Aantrekkelijk fietsroutes naar de stations en de fiets op goede manier daar kunnen parkeren is
in Nederland essentieel omdat dit het gebruik en beleving van het openbaar vervoer in
belangrijke mate bepaalt. Voor Groningen Fietsstad geldt dit zeker. Zo is het fietsbalkon een
bijzonder en geslaagd voorbeeld hoe hieraan op positieve wijze inhoud gegeven is. De
ruimtelijke inpassing en inrichting maar ook de veiligheid en het toezicht en beheer zijn
hierbij duidelijke pluspunten. In de nieuwe lay-out van het stationsgebied liggen opnieuw
kansen om het fietsparkeren op een praktische maar ook op een fantasie-prikkelende manier
ruimtelijk vorm te geven en beheersmatig te organiseren. Dit kan aan de zuidzijde van het
station zelfs een "gangmaker" worden voor de sfeer van het toekomstige gebied.
De overwegingen van de AVV zijn primair van verkeerskundige en ruimtelijke aard. Aan een
volledige financiële afweging komt de commissie niet toe. Wel herkent de commissie dat de keuze
voor het wel of niet realiseren van een fietstunnel een relatie heeft met de mogelijkheden om
oplossingen – en de kosten daarvan - voor problemen rond fietsparkeren te kunnen vinden.

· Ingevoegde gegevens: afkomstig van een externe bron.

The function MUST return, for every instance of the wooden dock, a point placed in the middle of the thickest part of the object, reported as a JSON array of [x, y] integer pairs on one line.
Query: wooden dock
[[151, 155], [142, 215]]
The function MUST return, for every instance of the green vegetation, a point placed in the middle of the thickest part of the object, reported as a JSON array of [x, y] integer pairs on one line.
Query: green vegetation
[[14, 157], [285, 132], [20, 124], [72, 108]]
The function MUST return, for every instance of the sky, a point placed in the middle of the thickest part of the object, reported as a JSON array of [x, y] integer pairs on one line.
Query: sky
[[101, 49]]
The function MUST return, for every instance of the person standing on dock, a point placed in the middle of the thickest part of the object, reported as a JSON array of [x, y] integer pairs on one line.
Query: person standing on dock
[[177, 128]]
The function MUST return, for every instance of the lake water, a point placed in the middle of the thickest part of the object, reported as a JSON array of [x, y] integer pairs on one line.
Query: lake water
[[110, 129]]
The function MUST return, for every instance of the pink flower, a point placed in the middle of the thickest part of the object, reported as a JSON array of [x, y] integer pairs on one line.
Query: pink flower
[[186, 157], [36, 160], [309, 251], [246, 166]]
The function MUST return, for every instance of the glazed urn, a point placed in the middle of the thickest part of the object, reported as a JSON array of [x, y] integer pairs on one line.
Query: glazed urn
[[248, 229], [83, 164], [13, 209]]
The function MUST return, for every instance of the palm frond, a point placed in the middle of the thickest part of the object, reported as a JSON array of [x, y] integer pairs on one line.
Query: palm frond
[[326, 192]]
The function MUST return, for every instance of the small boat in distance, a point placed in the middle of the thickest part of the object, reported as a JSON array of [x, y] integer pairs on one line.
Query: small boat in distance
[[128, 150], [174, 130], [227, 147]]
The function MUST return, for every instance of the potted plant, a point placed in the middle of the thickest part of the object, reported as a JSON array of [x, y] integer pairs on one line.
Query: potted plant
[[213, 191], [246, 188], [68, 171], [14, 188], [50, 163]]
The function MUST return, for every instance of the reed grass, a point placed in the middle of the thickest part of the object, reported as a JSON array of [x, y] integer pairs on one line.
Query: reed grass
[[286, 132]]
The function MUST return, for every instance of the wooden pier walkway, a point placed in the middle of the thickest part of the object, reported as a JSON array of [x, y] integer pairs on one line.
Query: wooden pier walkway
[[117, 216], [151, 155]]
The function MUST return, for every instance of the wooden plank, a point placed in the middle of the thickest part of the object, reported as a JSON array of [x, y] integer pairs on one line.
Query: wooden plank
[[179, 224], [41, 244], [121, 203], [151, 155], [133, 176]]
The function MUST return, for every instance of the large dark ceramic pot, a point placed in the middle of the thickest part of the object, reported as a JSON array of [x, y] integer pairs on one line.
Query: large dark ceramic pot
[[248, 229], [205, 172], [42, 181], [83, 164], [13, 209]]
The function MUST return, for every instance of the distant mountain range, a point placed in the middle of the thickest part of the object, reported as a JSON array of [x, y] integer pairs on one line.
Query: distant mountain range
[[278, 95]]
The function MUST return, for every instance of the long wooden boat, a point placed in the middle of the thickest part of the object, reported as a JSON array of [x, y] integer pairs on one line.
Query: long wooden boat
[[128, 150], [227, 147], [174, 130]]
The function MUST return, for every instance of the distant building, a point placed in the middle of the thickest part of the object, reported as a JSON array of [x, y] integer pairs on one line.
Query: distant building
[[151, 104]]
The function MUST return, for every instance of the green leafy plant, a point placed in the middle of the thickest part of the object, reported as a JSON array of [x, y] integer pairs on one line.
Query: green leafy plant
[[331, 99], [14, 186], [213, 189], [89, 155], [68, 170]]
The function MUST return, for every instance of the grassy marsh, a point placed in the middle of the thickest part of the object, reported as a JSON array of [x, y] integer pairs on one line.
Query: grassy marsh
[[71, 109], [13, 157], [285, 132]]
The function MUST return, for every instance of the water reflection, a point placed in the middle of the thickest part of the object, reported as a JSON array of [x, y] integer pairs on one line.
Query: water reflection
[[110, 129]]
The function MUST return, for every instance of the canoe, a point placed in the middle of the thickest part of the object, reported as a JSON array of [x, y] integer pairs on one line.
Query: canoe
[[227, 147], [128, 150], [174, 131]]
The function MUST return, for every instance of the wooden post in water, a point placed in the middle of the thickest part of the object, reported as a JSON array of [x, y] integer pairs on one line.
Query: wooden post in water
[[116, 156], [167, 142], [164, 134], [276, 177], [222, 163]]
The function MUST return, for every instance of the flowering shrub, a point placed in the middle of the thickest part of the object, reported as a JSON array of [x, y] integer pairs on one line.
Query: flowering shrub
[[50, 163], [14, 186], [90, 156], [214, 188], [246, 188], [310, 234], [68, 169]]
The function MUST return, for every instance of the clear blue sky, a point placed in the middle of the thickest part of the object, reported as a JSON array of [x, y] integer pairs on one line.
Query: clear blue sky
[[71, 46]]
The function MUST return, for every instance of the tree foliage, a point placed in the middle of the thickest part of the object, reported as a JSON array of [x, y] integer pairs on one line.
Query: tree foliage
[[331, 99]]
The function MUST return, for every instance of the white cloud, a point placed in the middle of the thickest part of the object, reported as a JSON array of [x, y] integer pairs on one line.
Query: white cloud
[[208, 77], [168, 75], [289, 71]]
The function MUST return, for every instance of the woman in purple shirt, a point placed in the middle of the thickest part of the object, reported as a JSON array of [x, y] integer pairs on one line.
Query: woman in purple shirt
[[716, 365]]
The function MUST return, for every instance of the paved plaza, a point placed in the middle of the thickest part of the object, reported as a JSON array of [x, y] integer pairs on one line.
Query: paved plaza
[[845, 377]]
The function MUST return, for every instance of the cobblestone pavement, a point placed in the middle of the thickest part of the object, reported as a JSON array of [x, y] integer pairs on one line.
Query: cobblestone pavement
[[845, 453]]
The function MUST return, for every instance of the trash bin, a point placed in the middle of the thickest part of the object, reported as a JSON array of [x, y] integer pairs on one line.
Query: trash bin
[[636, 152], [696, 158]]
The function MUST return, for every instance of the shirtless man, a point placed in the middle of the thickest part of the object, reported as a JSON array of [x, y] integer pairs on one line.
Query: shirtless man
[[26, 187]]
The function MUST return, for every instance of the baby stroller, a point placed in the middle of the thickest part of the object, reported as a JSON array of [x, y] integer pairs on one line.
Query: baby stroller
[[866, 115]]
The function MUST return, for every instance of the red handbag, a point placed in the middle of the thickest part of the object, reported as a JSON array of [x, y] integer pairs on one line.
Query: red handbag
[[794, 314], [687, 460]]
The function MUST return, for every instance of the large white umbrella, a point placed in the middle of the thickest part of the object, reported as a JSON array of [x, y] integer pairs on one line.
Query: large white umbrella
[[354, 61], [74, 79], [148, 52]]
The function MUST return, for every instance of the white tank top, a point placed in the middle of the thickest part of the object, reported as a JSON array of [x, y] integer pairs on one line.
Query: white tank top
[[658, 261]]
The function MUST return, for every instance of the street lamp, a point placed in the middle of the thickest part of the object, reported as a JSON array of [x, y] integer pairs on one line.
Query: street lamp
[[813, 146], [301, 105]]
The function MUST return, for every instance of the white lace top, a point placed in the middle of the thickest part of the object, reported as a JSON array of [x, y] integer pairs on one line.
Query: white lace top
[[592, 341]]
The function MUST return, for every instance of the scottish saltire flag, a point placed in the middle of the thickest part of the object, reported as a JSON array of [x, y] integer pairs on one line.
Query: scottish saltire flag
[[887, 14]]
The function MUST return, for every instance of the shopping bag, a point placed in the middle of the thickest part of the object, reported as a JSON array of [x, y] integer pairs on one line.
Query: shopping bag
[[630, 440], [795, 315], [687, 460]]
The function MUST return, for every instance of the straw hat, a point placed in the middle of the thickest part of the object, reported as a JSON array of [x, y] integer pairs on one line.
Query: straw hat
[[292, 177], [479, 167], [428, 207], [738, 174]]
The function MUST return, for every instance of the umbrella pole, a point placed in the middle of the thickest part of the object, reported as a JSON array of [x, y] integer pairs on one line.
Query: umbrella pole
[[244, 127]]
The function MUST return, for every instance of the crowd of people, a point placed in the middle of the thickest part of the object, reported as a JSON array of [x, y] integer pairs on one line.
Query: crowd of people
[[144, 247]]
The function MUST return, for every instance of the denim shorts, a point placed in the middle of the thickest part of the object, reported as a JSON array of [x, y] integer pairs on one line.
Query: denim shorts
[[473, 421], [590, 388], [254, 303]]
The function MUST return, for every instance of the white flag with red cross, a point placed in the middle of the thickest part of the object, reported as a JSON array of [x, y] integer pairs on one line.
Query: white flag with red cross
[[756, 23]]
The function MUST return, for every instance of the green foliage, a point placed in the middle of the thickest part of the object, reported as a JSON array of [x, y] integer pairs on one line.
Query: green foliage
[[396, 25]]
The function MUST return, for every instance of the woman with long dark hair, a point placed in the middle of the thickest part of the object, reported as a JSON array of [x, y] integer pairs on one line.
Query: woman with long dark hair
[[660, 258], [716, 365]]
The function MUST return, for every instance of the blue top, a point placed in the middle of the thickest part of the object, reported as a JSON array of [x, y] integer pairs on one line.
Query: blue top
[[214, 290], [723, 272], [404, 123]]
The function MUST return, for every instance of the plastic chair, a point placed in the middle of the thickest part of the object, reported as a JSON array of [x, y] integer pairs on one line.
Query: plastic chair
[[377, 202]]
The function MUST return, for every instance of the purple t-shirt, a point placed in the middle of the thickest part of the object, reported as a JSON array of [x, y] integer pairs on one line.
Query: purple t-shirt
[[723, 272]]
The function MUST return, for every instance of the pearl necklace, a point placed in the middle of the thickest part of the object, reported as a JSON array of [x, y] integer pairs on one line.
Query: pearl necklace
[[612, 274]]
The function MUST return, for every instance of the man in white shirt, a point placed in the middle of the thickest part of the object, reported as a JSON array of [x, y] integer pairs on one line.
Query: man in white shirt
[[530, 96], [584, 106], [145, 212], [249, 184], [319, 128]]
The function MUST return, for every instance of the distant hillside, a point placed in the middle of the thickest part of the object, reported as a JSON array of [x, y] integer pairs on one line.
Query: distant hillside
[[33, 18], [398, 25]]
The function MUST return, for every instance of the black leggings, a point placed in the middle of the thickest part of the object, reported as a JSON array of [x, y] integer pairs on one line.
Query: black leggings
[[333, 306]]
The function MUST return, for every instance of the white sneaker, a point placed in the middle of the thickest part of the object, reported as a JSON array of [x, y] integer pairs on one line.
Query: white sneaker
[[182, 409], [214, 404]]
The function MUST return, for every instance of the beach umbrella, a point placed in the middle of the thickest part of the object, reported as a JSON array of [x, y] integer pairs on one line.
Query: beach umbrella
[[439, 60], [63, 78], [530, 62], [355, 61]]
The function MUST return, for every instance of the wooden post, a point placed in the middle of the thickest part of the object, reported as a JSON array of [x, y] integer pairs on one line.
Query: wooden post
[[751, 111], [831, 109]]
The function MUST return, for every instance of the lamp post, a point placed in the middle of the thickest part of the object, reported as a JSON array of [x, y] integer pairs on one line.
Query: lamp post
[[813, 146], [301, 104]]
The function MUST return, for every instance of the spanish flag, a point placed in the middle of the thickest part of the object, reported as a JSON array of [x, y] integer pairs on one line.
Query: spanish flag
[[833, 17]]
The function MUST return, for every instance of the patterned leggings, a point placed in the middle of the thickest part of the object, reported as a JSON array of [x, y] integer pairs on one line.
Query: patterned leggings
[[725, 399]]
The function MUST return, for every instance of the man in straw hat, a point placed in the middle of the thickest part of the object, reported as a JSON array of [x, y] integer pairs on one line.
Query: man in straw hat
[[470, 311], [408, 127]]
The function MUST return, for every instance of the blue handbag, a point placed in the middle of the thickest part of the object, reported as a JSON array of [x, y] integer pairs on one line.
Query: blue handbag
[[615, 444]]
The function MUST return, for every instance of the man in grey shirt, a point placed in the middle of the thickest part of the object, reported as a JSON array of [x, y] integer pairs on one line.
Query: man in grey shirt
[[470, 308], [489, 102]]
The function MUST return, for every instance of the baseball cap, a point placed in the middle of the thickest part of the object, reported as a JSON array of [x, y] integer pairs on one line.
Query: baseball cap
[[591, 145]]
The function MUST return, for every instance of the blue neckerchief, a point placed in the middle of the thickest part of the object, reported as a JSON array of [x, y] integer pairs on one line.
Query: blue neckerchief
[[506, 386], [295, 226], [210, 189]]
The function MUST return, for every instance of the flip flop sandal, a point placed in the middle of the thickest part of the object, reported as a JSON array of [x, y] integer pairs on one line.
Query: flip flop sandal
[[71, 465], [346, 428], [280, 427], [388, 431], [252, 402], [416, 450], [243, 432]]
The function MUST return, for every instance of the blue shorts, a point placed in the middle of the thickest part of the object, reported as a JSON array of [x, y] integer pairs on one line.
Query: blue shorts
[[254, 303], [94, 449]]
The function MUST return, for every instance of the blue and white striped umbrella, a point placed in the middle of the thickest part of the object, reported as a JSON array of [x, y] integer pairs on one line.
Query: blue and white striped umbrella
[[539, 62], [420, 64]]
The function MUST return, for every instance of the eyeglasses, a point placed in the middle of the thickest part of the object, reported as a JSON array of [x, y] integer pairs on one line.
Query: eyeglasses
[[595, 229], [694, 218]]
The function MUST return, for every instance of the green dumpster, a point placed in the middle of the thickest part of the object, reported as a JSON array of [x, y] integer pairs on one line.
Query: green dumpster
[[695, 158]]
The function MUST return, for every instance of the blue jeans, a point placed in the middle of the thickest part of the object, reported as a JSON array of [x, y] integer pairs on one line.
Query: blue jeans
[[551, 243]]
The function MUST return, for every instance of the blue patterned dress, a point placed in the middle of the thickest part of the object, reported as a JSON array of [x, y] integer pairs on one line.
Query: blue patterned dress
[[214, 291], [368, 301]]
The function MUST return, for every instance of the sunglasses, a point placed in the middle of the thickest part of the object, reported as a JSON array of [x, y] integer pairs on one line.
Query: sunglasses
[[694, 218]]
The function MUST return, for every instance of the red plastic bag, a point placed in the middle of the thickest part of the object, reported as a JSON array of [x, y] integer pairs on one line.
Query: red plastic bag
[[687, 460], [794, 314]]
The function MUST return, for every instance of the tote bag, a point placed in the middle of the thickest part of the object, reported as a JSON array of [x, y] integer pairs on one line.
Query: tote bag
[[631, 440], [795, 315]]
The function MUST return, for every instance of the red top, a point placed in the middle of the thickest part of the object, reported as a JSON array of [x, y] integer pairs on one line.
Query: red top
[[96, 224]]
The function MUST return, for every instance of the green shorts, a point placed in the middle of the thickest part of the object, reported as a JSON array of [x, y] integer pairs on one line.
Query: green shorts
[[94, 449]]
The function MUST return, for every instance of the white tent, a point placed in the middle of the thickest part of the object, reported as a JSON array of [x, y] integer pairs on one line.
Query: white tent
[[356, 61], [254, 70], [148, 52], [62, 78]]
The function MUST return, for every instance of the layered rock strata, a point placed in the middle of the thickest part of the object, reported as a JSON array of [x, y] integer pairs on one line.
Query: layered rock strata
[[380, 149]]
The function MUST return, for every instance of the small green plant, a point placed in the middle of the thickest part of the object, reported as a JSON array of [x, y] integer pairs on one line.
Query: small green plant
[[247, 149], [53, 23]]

Naast het benutten van stallingsvoorzieningen of commerciële voorzieningen acht de commissie het
wenselijk om in en rondom de ingang van de fietstunnel ook culturele voorzieningen te realiseren
De commissie acht het wenselijk om advies over de inrichting van de fietstunnel (onder meer voor de
hellingbaan) in te winnen bij belangenorganisaties en relevante adviesraden voor gehandicapten en
ouderen.
Advies
De AVV ondersteunt de conclusie in de brief aan de Raad dat variant 1 'Fietstunnel gecombineerd met
reizigerstunnel (door kelder stationsgebouw met aansluiting op het Stadsbalkon)' vanuit het
fietsnetwerk en de stallingsmogelijkheden beschouwd de meeste meerwaarde heeft en dat deze
meerwaarde ten opzichte van andere varianten nog wordt vergroot door het realiseren van een
voetgangersverbinding tussen het Stadsbalkon en de reizigerstunnel.
Aanvullend adviseert de AVV om in de verdere besluitvorming en uitvoering aandacht te besteden aan
de overige vermelde overwegingen van de commissie.